No postman was visible....

The next person Peter asked was as excessive as the old lady was deficient. He was a large, smiling, self-satisfied man, with a hearty laugh.

“Where does the road go, my boy?” he repeated. “Why! it goes to Maidenhead and Cookham. Cookham! Have you heard the story? This is the way the man told the waiter to take the underdone potatoes. Because it’s the way to Cookham. See? Good, eh? But not so good as telling him to take peas that was. Through Windsor, you know. Because it’s the way to Turnham Green. Ha, ha!

“How far is Maidenhead? Oh! a tidy bit—a tidy bit. Say four miles. Put it at four miles.”

When Peter asked for Limpsfield the large man at once jumped to the conclusion he meant Winchfield. “That’s a bit on your left,” he said, “just a bit on your left. How far? Oh! a tidy bit. Say five miles—five miles and a ’arf, say.”

When he had gone on a little way the genial man shouted back to Peter: “Might be six miles, perhaps,” he said. “Not more.”

Which was comforting news. So Peter went on his way with his back to Limpsfield—which was a good thirty miles and more away from him—and a pleasant illusion that Aunts Phyllis and Phœbe were quite conveniently just round the corner....

About four o’clock he had discovered Maidenhead bridge, and thereafter the river held him to the end. He had never had a good look at a river before. It was a glowing October afternoon, and the river life was enjoying its Indian summer. High Cross School was an infinite distance away, and all its shadows were dismissed from his mind. Boats are wonderful things to a small boy who has lived among hills.

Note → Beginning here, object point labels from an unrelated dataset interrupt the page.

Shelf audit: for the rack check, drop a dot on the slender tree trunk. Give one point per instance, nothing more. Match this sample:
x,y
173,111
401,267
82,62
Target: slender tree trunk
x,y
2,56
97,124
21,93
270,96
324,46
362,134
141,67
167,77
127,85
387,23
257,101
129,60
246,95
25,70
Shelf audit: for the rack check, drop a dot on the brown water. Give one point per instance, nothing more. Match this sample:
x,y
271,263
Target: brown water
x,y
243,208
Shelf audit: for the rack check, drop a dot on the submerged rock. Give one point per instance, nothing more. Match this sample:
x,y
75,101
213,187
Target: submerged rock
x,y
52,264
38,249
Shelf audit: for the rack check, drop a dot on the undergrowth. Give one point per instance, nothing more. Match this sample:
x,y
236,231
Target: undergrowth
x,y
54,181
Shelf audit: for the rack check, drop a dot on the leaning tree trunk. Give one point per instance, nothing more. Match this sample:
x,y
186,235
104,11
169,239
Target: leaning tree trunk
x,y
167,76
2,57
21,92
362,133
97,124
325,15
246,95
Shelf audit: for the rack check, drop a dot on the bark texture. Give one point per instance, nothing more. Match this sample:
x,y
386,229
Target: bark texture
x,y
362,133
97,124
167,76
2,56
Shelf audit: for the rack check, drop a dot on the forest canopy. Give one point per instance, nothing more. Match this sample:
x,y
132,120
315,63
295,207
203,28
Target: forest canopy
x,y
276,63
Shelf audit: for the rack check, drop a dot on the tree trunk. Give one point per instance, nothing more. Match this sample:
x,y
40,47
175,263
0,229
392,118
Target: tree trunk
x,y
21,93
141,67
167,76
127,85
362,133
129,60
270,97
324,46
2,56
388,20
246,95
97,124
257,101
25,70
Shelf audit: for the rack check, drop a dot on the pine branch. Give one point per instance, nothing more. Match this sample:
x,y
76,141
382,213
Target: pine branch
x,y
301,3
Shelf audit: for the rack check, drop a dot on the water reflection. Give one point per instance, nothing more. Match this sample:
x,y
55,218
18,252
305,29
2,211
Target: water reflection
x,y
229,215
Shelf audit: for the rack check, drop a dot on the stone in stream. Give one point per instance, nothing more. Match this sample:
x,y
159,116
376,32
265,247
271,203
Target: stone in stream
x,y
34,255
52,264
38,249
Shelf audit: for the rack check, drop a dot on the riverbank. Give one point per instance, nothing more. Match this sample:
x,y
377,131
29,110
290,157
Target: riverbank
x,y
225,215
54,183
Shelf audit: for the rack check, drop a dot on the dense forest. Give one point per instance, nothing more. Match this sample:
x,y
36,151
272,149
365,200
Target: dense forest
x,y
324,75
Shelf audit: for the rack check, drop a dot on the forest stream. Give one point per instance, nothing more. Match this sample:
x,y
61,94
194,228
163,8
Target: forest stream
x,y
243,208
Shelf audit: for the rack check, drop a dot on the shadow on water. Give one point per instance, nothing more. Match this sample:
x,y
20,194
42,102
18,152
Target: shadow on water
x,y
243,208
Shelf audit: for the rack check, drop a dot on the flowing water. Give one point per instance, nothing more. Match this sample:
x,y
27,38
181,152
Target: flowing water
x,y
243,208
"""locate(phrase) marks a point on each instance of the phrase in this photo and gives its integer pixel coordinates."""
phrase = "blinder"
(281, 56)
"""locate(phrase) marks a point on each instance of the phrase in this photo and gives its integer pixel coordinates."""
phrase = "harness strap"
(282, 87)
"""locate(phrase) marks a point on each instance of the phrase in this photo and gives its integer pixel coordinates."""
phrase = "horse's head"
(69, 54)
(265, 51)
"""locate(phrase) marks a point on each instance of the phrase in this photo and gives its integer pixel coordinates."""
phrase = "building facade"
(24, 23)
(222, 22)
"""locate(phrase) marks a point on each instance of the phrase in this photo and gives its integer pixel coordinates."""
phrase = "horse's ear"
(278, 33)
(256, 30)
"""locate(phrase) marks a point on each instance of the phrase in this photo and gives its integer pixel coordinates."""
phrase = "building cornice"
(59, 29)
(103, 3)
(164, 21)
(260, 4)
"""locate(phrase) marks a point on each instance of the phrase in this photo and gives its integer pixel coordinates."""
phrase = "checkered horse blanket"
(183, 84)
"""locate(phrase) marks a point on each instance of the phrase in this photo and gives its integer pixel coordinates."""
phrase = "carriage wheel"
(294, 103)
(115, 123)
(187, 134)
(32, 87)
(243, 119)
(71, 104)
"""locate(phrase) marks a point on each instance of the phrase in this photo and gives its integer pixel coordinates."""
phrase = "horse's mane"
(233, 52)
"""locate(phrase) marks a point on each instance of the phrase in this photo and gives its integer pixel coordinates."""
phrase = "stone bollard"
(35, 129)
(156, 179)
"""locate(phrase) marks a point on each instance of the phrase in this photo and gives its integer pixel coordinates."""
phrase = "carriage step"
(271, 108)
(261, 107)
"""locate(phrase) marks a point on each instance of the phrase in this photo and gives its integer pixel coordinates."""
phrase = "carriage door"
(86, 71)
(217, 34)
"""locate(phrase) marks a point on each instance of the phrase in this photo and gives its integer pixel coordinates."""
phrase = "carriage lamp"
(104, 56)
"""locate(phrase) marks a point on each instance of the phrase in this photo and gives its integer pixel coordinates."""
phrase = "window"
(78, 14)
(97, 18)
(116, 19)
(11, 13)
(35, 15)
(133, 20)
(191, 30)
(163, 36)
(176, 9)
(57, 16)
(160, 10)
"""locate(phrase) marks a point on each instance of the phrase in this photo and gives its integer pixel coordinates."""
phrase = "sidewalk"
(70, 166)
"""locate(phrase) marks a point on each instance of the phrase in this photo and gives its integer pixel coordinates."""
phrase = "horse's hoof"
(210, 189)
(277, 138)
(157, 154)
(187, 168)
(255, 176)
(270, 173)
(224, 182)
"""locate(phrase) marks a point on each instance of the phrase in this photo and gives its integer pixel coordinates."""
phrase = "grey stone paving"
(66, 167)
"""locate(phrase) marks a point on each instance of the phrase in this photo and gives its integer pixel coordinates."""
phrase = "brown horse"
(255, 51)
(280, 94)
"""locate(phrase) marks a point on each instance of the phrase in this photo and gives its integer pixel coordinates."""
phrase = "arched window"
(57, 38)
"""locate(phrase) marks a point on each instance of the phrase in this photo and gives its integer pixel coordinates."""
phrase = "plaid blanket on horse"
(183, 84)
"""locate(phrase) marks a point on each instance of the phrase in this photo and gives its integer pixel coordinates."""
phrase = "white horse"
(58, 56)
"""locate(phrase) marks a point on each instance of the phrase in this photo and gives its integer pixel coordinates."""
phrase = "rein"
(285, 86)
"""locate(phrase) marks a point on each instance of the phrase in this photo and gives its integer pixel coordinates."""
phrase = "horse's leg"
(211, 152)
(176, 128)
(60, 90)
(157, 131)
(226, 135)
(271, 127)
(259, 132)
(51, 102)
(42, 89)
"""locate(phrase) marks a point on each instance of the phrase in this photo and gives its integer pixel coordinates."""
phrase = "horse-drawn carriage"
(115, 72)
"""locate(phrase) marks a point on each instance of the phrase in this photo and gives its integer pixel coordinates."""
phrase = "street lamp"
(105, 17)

He wandered slowly along the towing-path, and watched several boats and barges through the lock. In each boat he hoped to see Uncle Nobby. But it just happened that Uncle Nobby wasn’t there. Near the lock some people were feeding two swans. When they had gone through the lock Peter went close down to the swans. They came to him in a manner so friendly that he gave them the better part of his provisions. After that he watched the operations of a man repairing a Canadian canoe beside a boat-letting place. Then he became interested in the shoaling fish in the shallows. After that he walked for a time, on past some little islands. At last, as he was now a little foot-sore, he sat down on the bank in the lush grass above some clumps of sweet rush.

He was just opposite the autumnal fires of the Cleveden woods, amidst which he could catch glimpses of Italian balustrading. The water was a dark mirror over which hung a bloom of mist. Now and then an infrequent boat would glide noiselessly or with a measured beat of rowlocks, through the brown water. Afar off was a swan....

Presently he would go on to Ingle-Nook. But not just yet. When his feet and legs were a little rested he would go on. He would ask first for Limpsfield and then for Ingle-Nook. It would be three or four miles. He would get there in time for supper.